The White House, in a slightly more optimistic forecast, predicted Thursday the economy will log solid growth and that the nation's unemployment rate will dip lower this year.

The Bush administration forecast that the gross domestic product will grow by 3.6 percent, as measured from the fourth quarter of last year to the fourth quarter of this year. That is a better than its previous forecast of a 3.4 percent growth rate for this year.

The upgraded forecast comes despite a run up in energy prices and mostly reflects the big growth spurt recorded by the economy in the opening quarter of this year.

For all of 2005, the economy expanded at a 3.2 percent pace.

The White House continues to project good economic growth in 2007 and 2008, at 3.3 percent of 3.2 percent respectively. Those forecasts are unchanged from previous estimates.

The administration's new forecasts also predicted further improvement in the nation's unemployment rate, which had edged down to 5.1 percent by the end of last year.

The White House now expects the jobless rate for all of 2006 to drop to 4.7 percent, which is lower than its previous forecast of a 5 percent unemployment rate.

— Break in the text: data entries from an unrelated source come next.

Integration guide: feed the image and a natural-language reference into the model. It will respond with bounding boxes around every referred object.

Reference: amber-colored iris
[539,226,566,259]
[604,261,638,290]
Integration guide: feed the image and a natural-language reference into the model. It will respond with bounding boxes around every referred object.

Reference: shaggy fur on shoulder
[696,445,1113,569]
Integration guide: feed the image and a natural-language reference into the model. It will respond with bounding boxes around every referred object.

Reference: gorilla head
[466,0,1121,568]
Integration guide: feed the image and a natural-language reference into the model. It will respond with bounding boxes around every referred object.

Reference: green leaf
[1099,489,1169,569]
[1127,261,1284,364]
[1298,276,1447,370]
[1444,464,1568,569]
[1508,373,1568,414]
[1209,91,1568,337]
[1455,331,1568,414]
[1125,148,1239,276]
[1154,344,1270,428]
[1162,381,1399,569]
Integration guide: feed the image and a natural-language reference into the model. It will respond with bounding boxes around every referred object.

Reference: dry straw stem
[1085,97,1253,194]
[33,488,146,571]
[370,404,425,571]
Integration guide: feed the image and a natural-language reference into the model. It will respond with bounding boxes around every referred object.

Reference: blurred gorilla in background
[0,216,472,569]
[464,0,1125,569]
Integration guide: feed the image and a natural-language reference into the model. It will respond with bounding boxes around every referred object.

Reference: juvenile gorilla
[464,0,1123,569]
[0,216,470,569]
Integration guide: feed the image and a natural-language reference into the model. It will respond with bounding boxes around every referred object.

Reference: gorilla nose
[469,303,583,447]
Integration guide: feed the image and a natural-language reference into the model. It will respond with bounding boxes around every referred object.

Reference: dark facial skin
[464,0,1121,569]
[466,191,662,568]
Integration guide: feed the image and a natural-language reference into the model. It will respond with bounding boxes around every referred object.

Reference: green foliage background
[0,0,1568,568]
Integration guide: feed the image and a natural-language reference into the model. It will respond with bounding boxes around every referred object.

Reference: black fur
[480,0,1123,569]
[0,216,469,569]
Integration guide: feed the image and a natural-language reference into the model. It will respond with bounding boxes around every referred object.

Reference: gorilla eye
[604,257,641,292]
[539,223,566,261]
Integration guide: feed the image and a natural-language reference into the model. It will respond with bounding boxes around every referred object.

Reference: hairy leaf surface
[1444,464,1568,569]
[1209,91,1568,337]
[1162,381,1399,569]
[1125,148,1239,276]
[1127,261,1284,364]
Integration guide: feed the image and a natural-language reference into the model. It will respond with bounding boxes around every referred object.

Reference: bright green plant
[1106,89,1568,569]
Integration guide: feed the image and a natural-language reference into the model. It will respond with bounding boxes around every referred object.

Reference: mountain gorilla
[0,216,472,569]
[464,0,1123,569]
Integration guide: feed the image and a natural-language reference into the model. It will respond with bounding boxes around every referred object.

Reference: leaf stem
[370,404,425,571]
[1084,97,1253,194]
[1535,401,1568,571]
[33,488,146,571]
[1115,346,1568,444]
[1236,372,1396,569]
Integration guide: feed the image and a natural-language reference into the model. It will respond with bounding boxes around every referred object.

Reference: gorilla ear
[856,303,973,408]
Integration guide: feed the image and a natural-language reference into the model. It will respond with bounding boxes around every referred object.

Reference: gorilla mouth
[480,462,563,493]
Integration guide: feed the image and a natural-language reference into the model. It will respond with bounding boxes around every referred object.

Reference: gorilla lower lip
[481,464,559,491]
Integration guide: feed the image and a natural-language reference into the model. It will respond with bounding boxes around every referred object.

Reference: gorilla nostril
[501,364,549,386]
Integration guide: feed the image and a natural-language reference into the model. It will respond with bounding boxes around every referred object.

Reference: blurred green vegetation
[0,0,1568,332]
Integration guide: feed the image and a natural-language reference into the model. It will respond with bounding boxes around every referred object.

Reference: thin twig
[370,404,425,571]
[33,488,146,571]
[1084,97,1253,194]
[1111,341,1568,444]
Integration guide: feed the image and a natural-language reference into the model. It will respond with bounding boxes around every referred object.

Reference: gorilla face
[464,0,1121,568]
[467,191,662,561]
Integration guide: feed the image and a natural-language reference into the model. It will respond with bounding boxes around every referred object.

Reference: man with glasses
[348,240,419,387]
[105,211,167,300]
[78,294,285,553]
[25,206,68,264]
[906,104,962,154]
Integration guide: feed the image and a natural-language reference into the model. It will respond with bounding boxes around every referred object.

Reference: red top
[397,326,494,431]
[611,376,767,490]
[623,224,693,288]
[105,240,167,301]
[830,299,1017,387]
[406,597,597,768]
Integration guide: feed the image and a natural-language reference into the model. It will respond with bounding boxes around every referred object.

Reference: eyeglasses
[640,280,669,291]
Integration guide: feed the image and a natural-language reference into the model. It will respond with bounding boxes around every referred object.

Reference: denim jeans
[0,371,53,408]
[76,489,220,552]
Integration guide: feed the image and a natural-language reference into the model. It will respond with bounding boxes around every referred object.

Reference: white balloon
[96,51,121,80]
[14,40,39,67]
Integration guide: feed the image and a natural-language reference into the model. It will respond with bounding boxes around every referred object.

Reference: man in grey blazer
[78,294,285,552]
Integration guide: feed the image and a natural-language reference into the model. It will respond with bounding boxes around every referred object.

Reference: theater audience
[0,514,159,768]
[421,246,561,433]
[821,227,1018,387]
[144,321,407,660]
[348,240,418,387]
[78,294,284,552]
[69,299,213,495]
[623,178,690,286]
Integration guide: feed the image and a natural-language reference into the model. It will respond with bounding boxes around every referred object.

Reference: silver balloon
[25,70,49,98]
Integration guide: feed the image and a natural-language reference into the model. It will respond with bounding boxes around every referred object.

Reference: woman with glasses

However, in 2007 the unemployment rate would inch up to 4.8 percent and to 4.9 percent in 2008, according to the new forecast. Still, that would be better than the old forecast, which had the jobless rates in 2007 and 2008 at 5 percent.

Inflation, however, is projected to turn higher this year than thought six months ago.

Consumer prices are expected to rise by 3 percent this year, up from a previous forecast of a 2.4 percent rise in consumer inflation. That higher inflation forecast reflects the big jump in energy prices seen this year.

Oil prices topped a record high of $75 a barrel in late April; they are now hovering above $69 a barrel. Gasoline prices, which have marched higher, are above $3 a gallon in some areas.

Inflation should calm down a bit over the next two years, rising by a more moderate 2.4 percent in 2007 and 2008, the White House said, the same as previously forecast.

Its economic forecasts are issued twice a year. The projections were mainly developed by a team of people from the White House's Council of Economic Advisers, the Treasury Department and the Office of Management and Budget.